The crash taught her to diversify her investments and to advocate the same for her clients. She rallied to find a job and wound up working for what became Bank of America for 25 years, before landing a position overseeing commercial lending for Citibank in six markets in Texas. Until 2012, that is, when a board she sat on decided to include her in succession plans for its leadership.

That’s when Gibson took the reins at the Southwestern Medical Foundation, a standalone nonprofit that raises money and awareness for UT Southwestern Medical Center. The foundation helped raise more than $150 million for the William P. Clements Jr. University Hospital, for example, and now is raising money for the university’s initiative to understand and treat brain disorders. The foundation has grown to have more than $800 million in assets, and UT Southwestern’s success has followed. It has been home to six Nobel Prize recipients since 1985 and made such significant breakthroughs as identifying genetics as a factor in heart disease.

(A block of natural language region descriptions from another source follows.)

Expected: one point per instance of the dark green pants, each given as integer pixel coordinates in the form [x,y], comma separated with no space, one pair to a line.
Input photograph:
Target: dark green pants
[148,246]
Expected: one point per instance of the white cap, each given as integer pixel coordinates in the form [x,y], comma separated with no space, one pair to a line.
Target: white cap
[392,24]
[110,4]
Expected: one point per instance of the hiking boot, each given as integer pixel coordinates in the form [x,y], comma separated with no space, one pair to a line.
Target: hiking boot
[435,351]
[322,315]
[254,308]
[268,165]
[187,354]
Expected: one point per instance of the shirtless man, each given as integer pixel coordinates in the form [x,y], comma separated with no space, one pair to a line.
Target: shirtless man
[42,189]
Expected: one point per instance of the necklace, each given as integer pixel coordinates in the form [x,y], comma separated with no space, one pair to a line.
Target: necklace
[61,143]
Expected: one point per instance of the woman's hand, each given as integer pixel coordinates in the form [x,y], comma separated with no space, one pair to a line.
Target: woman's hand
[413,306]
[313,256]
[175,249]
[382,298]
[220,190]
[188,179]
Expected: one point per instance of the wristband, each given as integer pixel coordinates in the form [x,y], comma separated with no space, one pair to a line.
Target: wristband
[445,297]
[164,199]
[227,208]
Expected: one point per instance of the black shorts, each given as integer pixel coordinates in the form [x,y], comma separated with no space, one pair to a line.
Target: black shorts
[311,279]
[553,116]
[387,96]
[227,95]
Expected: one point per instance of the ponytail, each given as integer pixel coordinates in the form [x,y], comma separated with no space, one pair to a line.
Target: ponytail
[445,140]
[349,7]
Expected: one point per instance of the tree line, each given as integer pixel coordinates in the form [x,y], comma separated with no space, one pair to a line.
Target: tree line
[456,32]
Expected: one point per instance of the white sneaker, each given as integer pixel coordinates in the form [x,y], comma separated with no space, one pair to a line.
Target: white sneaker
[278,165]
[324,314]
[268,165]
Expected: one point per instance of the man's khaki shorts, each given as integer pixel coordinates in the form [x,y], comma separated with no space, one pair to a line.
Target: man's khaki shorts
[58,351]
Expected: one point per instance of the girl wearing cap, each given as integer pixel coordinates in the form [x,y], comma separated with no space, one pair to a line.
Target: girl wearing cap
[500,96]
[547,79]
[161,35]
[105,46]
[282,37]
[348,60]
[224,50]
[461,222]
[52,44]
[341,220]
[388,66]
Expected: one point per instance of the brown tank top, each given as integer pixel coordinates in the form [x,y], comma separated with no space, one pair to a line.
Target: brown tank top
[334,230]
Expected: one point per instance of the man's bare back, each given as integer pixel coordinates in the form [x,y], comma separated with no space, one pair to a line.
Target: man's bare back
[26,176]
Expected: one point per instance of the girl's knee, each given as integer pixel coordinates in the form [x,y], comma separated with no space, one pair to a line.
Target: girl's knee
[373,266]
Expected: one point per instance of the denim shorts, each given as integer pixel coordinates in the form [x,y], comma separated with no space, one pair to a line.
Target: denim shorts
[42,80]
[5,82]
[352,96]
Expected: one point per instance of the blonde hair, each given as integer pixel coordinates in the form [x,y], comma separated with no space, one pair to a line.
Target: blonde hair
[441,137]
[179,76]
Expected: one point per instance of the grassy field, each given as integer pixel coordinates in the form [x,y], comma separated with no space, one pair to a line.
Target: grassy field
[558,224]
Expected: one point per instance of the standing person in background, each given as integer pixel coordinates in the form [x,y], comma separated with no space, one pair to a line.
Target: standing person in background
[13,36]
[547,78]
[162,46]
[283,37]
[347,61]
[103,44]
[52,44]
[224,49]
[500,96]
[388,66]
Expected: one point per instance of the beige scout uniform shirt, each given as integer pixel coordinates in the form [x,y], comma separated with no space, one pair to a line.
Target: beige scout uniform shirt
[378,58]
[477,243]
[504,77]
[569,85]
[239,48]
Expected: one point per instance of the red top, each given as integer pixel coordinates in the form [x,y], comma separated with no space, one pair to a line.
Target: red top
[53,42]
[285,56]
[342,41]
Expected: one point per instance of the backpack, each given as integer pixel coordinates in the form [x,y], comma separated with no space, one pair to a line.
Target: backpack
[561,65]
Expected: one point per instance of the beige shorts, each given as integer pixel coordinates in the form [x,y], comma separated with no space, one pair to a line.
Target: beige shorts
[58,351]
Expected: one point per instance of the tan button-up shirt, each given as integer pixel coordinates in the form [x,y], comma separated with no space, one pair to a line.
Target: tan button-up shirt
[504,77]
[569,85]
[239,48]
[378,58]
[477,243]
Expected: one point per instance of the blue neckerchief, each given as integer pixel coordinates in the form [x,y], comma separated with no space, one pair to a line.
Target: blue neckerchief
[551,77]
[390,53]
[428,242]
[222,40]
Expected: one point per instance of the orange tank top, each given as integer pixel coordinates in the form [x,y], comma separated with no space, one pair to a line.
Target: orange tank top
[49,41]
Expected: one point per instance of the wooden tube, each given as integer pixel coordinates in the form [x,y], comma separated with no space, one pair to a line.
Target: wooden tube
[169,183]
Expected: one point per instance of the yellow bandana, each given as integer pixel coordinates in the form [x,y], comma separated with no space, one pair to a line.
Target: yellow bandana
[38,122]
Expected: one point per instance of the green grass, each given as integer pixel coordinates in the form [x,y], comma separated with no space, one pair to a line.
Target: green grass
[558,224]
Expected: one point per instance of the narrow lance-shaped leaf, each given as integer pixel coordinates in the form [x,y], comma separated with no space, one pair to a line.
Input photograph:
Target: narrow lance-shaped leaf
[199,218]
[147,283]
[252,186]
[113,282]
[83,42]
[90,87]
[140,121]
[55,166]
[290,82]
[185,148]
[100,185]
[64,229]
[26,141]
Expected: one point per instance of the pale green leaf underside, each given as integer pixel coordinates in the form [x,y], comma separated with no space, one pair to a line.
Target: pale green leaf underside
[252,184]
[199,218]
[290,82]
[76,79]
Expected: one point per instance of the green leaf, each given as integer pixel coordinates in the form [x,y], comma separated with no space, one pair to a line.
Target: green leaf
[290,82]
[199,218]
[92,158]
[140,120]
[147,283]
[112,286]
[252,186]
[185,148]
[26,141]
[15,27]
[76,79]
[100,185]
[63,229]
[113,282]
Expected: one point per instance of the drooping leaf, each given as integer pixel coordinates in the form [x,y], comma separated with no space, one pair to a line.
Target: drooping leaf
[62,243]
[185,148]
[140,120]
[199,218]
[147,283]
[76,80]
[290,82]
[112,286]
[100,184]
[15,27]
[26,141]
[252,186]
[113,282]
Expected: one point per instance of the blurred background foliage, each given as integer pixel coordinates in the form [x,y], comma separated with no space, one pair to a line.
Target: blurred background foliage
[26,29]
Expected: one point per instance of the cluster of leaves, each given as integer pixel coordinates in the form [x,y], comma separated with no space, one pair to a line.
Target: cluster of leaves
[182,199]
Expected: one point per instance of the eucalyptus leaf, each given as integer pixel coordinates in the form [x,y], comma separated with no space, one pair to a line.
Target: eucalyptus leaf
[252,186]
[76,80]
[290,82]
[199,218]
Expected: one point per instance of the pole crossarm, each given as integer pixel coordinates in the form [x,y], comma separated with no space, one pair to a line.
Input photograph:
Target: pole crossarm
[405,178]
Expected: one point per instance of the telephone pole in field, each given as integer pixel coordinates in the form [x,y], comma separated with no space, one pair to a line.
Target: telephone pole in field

“How did all this happen? How did it lead to this tremendous leading quality of research that attracts this top, top talent?” Gibson asks, picking at her Caesar salad. “It’s a commitment to innovation, it’s a commitment to great talent that can take you there.”

Just as her father did all those years ago, Gibson is putting her job in a plain perspective. And, besides, she says, her job at the foundation isn’t as foreign as it seems. “I’m managing a portfolio with assets, I’m managing risk, we have real regulators, I’m managing people, I’m managing lots of funds from lots of relationships,” she says. “It’s the same thing that I have always done.” Simple.